Pakistan on Thursday rejected U.S. criticism of the jailing of a Pakistani doctor who helped the United States track down Osama bin Laden, while a U.S. congressional panel cut aid to protest his imprisonment.
A court in Pakistan's Khyber tribal region Wednesday sentenced Shakil Afridi to 33 years in prison for treason. He was accused of running a fake vaccination campaign to help the CIA obtain DNA samples of the al-Qaida leader and family members to confirm his presence at a compound in the Pakistani city of Abbottabad. U.S. special forces killed bin Laden during a covert raid in the garrison city last May.
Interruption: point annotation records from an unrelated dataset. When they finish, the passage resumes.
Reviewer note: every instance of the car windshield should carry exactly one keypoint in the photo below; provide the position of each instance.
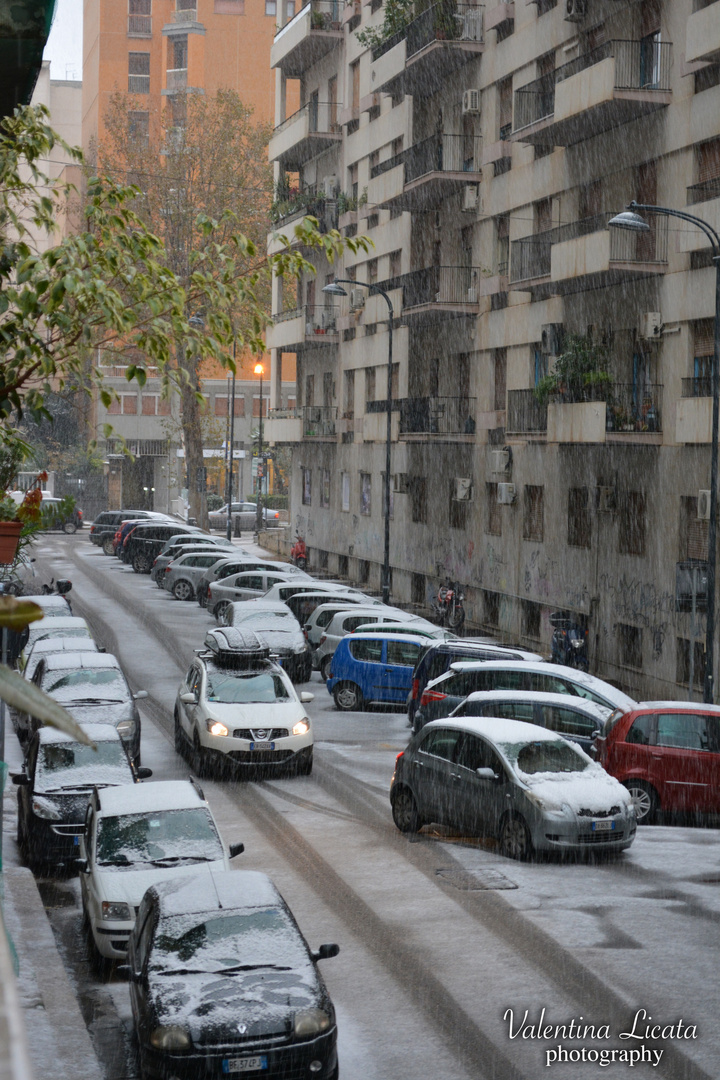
(262, 937)
(546, 755)
(243, 688)
(64, 766)
(165, 837)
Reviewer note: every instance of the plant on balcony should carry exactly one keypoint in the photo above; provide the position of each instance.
(580, 373)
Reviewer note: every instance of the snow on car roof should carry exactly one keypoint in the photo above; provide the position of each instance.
(151, 797)
(225, 889)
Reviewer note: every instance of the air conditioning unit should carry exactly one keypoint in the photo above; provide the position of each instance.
(651, 327)
(703, 505)
(552, 339)
(575, 11)
(471, 103)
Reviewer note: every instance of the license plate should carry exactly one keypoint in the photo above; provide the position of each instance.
(245, 1064)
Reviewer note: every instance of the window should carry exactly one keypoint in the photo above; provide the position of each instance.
(632, 538)
(366, 494)
(629, 645)
(579, 517)
(533, 508)
(493, 522)
(138, 73)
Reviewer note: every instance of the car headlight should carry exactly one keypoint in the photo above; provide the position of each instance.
(43, 808)
(311, 1022)
(216, 728)
(116, 912)
(170, 1038)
A Pakistani Foreign Ministry spokesman told reporters Thursday the Afridi case “will be decided in accordance with Pakistani laws and by the Pakistani courts.” He added that the U.S. and Pakistan need to “respect each other's legal processes and the judgements by the courts.”
Under Pakistan's tribal system, Afridi did not have access to a lawyer. U.S. State Department spokeswoman Victoria Nuland said Wednesday that the United States continues to see no basis for the charges against the doctor or his incarceration.
Earlier this year, U.S. Defense Secretary Leon Panetta said Afridi had been very helpful in tracking down bin Laden and called on Pakistani authorities to release him. Panetta called his arrest a “real mistake.”
In Washington Thursday, a U.S. Senate subcommittee voted to cut aid to Pakistan by $33 million – $1 million for every year of Afridi's 33-year prison sentence.
Senators Carl Levin and John McCain called Thursday for an immediate pardon for Afridi, saying in a joint statement that his sentence was “shocking and outrageous” while his help in tracking down bin Laden was “a courageous, heroic and patriotic act.”
Afridi's conviction comes amid deteriorating relations between the United States and Pakistan, which are in talks to reopen NATO supply lines to troops in Afghanistan that Pakistan shut down last November after U.S. airstrikes mistakenly killed 24 Pakistani troops.
Pakistan has demanded an apology for the cross-border attack and an end U.S. drone strikes on Pakistani soil.
On Tuesday, the Senate subcommittee voted to cut aid to Pakistan in President Barack Obama's budget proposal for next year by more than half, and threatened to withhold even more money unless the NATO supply routes are reopened.
The panel voted $1 billion in aid to Pakistan – a 58 percent cut in the level proposed by Mr. Obama.